On the other hand, the mystery of emergent time is a great question - David Gross was exactly mentioning this puzzle in his talk at the KITP.
Special relativity guraantees that if space is emergent, time must be emergent as well. String theory in various formulations is Lorentz-invariant, and therefore it should agree with this principle. However the specific formulations we have are able to show that space is emergent, but time is never emergent in these pictures. Well, if you have operators or wavefunctions or whatever, and even if you want to predict the future from the past, you need a concept of time.
Although I wrote that string theory respects the laws of relativity, but it does not allow time to emerge as easily as space, it's not a contradiction. The manipulations that we are able to make with the space cannot be easily done with time - time is different in details, at the end, for example it can have an arrow (time-like intervals have a universal arrow, past vs. future, while spacelike intervals don't).
If one says that time is emergent, the idea of predicting the future from the past must be approximate and emergent as well. Well, it's not shocking if we study the S-matrix: it is the set of amplitudes between the infinite past and infinite future, and with infinite separation, time becomes sharp and well-defined much like space.
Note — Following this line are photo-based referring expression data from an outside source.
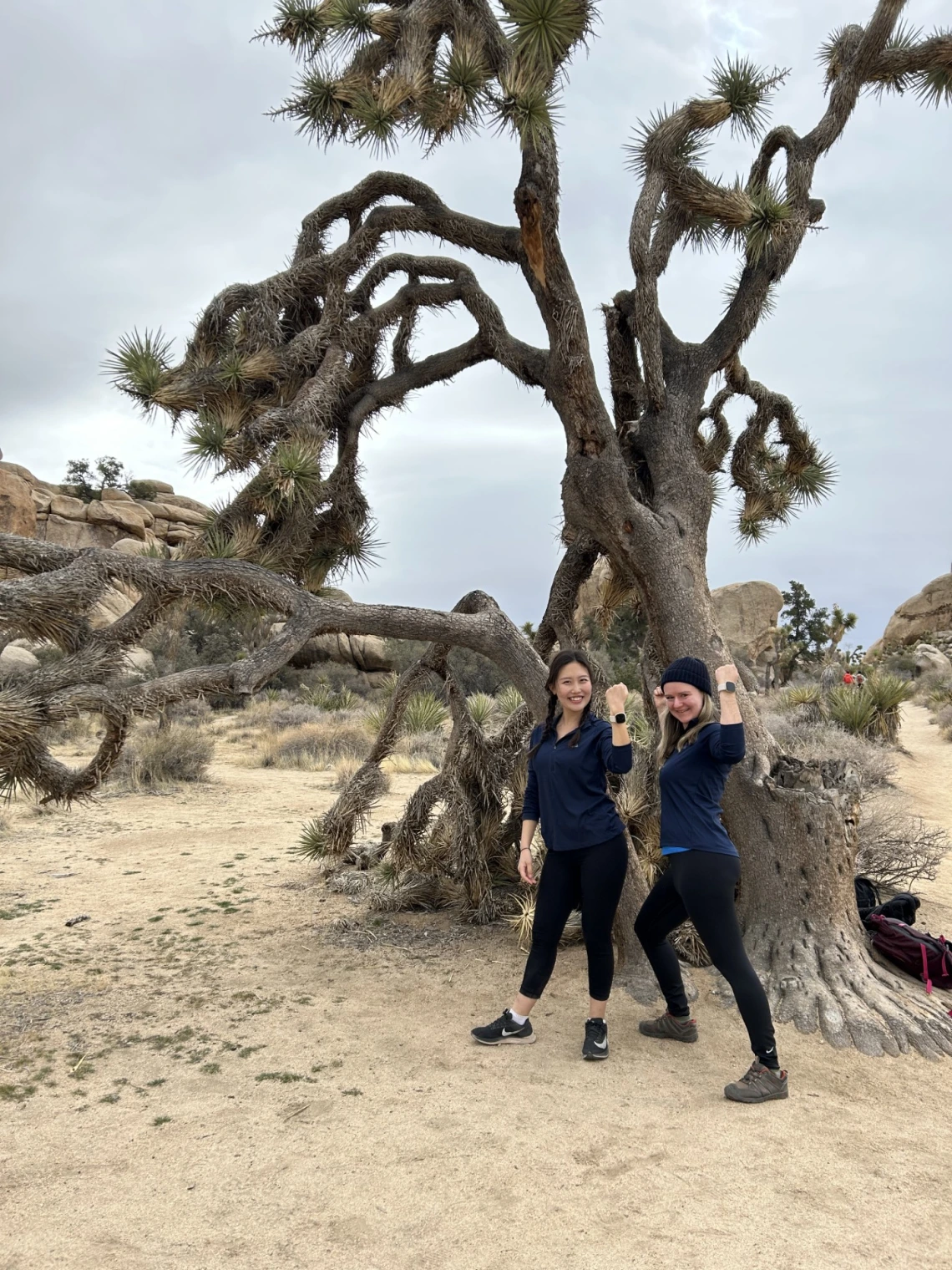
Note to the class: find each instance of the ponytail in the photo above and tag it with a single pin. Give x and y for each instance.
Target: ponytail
(549, 724)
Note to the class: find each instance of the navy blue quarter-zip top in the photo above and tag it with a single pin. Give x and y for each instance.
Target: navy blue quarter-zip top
(566, 790)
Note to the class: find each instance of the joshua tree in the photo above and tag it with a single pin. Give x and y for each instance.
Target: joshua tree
(281, 373)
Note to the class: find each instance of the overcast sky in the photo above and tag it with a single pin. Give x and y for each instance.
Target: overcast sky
(143, 175)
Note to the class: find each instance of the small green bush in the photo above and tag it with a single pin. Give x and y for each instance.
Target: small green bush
(161, 756)
(483, 708)
(508, 701)
(424, 713)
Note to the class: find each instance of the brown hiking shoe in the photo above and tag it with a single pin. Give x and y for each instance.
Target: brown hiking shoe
(668, 1028)
(758, 1085)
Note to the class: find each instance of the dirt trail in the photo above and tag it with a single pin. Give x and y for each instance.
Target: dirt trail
(227, 1066)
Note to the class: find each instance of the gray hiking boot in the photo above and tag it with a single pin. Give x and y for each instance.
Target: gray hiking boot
(668, 1028)
(758, 1085)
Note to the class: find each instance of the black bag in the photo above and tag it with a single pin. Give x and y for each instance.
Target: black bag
(867, 897)
(901, 907)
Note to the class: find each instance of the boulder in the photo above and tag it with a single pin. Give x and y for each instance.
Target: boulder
(112, 605)
(137, 546)
(127, 516)
(70, 508)
(932, 661)
(76, 534)
(23, 473)
(924, 613)
(18, 659)
(190, 503)
(747, 615)
(183, 515)
(18, 513)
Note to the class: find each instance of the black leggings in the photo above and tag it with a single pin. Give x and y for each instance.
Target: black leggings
(590, 879)
(700, 886)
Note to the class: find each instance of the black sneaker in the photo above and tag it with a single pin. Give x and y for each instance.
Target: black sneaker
(595, 1044)
(504, 1032)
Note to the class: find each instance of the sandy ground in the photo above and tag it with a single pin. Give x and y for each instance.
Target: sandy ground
(206, 1074)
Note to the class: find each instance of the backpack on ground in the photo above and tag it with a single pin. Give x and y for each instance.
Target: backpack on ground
(867, 896)
(925, 957)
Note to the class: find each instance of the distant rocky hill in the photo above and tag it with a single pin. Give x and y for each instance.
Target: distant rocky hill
(53, 513)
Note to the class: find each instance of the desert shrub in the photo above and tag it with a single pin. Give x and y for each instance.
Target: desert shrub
(806, 739)
(508, 701)
(160, 756)
(898, 850)
(329, 698)
(431, 746)
(316, 746)
(79, 728)
(190, 714)
(424, 713)
(852, 709)
(483, 708)
(409, 765)
(344, 769)
(886, 693)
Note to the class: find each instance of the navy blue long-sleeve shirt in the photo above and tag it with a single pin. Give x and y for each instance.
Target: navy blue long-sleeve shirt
(566, 789)
(692, 785)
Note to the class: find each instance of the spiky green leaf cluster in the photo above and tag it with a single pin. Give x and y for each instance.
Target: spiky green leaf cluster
(748, 90)
(137, 365)
(375, 73)
(544, 32)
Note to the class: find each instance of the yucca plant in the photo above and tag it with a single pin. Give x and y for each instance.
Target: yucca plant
(483, 709)
(508, 701)
(852, 709)
(424, 713)
(886, 693)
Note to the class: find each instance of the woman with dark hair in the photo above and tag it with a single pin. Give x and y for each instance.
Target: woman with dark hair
(587, 852)
(695, 757)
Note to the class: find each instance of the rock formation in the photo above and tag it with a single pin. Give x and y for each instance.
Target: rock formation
(929, 613)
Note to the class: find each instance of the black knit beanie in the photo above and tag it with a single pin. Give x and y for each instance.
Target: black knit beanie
(688, 669)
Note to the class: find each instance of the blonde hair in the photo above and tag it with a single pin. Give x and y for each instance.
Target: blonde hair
(674, 737)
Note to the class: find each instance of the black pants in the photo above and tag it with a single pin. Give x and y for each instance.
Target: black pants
(590, 879)
(700, 886)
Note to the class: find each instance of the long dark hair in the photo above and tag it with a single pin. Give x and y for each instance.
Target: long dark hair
(555, 667)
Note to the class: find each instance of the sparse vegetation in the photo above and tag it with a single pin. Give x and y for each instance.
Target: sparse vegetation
(161, 756)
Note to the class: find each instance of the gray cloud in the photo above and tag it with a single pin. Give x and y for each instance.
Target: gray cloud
(146, 177)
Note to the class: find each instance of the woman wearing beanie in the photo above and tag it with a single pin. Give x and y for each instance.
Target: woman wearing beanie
(587, 852)
(695, 757)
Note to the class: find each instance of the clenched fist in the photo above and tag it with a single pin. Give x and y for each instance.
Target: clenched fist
(615, 696)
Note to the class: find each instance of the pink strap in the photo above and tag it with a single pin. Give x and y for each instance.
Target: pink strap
(925, 969)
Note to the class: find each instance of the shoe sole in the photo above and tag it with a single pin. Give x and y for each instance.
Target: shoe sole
(685, 1040)
(761, 1098)
(508, 1040)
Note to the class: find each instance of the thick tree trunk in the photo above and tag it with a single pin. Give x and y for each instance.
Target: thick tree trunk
(795, 827)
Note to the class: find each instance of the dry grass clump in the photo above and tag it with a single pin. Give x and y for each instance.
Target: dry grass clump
(73, 730)
(898, 850)
(408, 765)
(193, 713)
(163, 756)
(805, 738)
(315, 746)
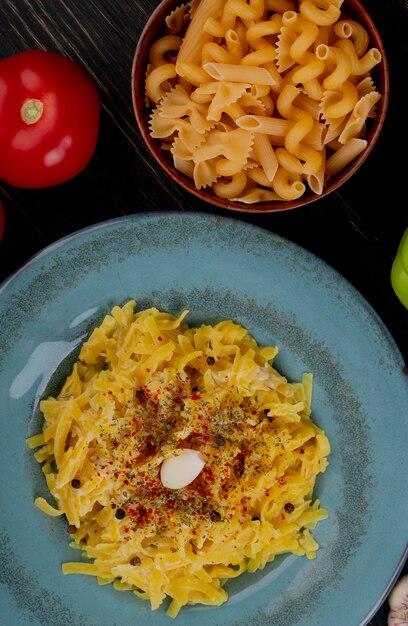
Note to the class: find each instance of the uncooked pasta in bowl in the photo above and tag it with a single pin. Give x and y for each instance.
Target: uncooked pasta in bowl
(260, 106)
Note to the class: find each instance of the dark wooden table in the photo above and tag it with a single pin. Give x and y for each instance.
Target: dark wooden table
(356, 230)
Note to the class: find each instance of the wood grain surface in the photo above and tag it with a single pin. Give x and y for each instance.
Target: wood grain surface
(356, 230)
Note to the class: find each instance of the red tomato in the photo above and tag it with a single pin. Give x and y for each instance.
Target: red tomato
(1, 219)
(49, 119)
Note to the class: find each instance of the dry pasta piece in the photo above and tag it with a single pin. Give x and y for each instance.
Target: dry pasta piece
(337, 104)
(231, 188)
(177, 104)
(280, 6)
(256, 106)
(320, 12)
(225, 94)
(160, 49)
(358, 118)
(286, 39)
(265, 155)
(175, 21)
(303, 125)
(239, 73)
(162, 128)
(251, 10)
(317, 180)
(344, 155)
(342, 66)
(256, 34)
(285, 187)
(234, 146)
(350, 29)
(196, 36)
(366, 63)
(157, 81)
(306, 32)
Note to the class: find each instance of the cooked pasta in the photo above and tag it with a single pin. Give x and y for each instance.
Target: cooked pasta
(238, 59)
(148, 390)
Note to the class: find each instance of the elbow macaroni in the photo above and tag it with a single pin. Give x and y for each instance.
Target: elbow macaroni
(239, 60)
(146, 386)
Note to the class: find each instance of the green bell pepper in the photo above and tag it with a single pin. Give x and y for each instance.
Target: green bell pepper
(399, 271)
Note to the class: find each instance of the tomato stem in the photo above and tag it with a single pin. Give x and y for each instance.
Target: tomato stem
(31, 111)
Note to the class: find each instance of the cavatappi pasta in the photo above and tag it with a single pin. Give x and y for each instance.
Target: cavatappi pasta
(254, 99)
(145, 388)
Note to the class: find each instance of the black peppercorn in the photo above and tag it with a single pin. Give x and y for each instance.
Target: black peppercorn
(120, 514)
(140, 394)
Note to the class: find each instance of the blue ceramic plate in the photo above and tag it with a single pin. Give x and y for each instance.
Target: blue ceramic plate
(218, 268)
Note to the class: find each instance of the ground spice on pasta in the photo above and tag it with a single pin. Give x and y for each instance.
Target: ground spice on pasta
(145, 392)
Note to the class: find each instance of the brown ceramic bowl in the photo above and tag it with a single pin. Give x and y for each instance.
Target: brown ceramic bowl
(155, 28)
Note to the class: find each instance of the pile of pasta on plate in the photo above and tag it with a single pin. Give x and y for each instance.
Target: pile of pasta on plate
(262, 100)
(180, 457)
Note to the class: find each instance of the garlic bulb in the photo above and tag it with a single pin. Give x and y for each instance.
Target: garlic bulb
(398, 603)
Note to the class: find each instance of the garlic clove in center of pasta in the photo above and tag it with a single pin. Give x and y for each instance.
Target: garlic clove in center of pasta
(180, 470)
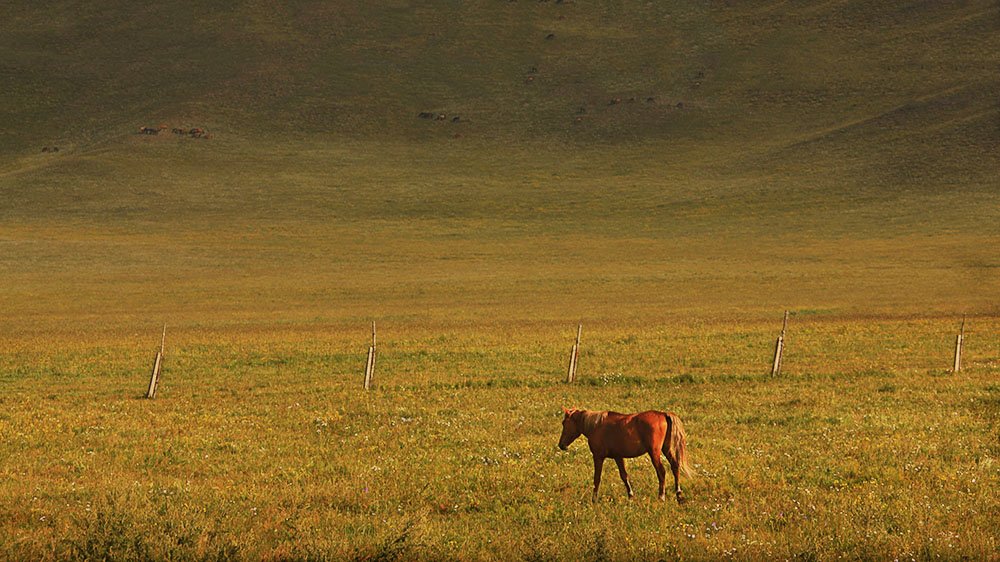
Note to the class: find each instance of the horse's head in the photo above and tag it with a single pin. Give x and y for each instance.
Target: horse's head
(572, 428)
If we look at the gauge-fixed descriptions, such as the light cone gauge ones (Matrix theory, for example), the gauge-fixing always guarantees that there is a well-defined notion of time, and the other operators are simply functions of it. There have been speculations, e.g. by Aharony and Banks, see
that M-theory - and little string theory in particular - had some inherent non-locality in time. But these conclusions have not been universally accepted yet, I would say. A few more comments: if we adopt the formalism of the S-matrix, the questions go away - the only invariant object is the amplitude at infinite separations both in space and time, and these emergent notions are already "emerged fully" once we study the S-matrix.
However, the S-matrix is not enough to study some detailed questions such as those in cosmology. If we want to understand the early cosmology, it seems sort of necessary (or useful) to understand in what sense the time emerges after the Big Bang. It probably does not make sense to ask what was "before the Big Bang" or "before the Universe was Planckian in size" - because before this moment, the concept of time (and the word "before") had not emerged yet. Nevertheless there is a clear feeling that something is missing, and we should be able to say something about "which universes can emerge" from the Big-Bang and which cannot. And the answer about this Planckian super-early cosmology seems to require us to learn HOW time can be emerging and what is it emerging from.
Although the usual framework based on predictions about the future only makes sense once the concept of time emerges fully - i.e. at time intervals longer than the Planck time - the question about physics "without time, without the future, and without the past" continues to seem necessary for very early cosmology. How can we replace time with something more general?